The photocopy in her back pocket of the brain scan and its damning evidence felt heavy enough to make her fall again. But she leaned against the half wall. "No, they still don't know why." James' face fell. "But we're still ruling out possibilities. I'm not pregnant or anything."
He nodded. "Well, we will pray that their investigation concludes. I don't need you fainting at the top of a staircase or somewhere dangerous. Come, I'm making shrimp scampi. I promise it will taste better this time." he laughed.
Maria gave him a bland smile and followed. So far, she'd fainted twice at work, once in a taxi and three times in the shower. She wasn't sure how much longer she could fool James. Maybe it was awful of her, but she didn't want her last days with James to be filled with tears for her inoperable condition. The success rate of the surgery required was too low. She wanted the last few days with her fiance to be peaceful.
The doctor had been right. She'd always thought she had time. She'd waited to get her degree, she'd waited to move in with James, as she'd waited for everything in her life. Always too cautious. And now she was out of time. Yet she still waited. Maybe she'd never have to tell James. Maybe they could live in ignorance and she could wait the tumor away.
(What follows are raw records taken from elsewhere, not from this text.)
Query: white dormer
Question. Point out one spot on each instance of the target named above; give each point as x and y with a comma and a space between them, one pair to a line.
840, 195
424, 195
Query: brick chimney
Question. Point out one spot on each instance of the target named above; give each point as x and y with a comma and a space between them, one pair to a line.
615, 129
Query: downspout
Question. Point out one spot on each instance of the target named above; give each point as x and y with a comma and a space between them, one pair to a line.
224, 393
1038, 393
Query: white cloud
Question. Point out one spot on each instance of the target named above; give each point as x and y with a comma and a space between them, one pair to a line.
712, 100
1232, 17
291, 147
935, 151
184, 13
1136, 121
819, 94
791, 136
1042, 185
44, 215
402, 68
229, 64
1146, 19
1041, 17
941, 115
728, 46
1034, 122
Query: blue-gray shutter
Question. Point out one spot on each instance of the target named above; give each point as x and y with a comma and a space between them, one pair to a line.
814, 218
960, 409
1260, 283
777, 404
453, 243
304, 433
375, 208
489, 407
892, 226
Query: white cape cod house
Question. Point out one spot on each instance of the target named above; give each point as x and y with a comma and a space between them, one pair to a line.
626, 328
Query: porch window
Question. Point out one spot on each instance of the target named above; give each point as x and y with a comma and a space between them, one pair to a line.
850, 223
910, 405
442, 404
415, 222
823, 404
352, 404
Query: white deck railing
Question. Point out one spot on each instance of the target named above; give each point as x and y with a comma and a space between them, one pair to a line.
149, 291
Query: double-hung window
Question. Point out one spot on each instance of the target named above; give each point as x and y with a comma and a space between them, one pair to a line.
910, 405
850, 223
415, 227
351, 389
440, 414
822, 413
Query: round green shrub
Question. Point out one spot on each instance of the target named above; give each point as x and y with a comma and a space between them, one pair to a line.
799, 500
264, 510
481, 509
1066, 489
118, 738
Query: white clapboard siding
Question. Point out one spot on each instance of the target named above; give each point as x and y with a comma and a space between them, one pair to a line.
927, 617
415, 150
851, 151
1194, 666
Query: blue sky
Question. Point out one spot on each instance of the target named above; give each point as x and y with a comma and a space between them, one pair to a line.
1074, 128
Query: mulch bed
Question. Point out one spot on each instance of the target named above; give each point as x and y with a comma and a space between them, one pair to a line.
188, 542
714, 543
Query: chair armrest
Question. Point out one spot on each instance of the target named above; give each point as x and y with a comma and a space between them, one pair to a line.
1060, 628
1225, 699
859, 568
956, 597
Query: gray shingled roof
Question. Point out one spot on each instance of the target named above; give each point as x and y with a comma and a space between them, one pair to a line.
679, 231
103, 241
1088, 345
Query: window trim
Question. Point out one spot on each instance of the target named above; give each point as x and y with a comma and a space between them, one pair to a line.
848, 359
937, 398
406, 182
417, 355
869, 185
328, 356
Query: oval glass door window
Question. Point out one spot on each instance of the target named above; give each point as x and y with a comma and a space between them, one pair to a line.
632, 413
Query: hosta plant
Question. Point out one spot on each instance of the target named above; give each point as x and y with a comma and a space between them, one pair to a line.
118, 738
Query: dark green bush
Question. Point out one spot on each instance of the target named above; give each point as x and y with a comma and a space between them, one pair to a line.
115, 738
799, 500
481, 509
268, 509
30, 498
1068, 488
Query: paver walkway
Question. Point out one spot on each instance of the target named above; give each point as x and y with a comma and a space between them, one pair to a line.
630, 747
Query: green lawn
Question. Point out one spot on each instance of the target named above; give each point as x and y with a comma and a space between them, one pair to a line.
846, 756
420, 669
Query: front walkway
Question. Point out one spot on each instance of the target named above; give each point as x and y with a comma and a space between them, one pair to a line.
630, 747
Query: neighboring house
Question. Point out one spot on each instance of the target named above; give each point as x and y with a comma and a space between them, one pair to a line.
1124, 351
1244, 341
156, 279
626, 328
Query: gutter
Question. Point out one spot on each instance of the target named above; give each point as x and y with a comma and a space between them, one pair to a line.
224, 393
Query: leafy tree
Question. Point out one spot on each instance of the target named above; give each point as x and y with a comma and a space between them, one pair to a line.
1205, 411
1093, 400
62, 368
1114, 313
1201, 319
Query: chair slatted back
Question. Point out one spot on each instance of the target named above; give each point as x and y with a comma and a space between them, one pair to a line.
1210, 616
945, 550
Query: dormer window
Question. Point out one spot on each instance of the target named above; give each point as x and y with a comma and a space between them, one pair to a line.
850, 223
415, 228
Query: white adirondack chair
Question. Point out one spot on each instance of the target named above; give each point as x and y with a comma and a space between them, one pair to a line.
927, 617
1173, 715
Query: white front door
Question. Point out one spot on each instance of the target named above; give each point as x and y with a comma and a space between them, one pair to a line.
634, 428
Maria watched as the carpeted stairs swam and she fell headlong from the top.
Time
I thought I had time,
time to get over it, get over you, over the guilt, over my fears.
Over my dreams.
I thought I had time,
time to find purpose.
To be a part of the solution, to be a voice, to be the change.
I thought I had time,
to get back to school, learn a thing or two or three,
make a difference in this society.
I thought I had time,
to spend with my Dad.
To heal, to mend. To be a better daughter.
I thought I had all this time,
to run into you, to fall in love again.
But I spent all this time
thinking I had time
and now I waste time
realizing I've run out of time
instead of maximizing my time.
And now I pass a lot of time
counting time
and doing the math
to figure out
just how much time I really have left.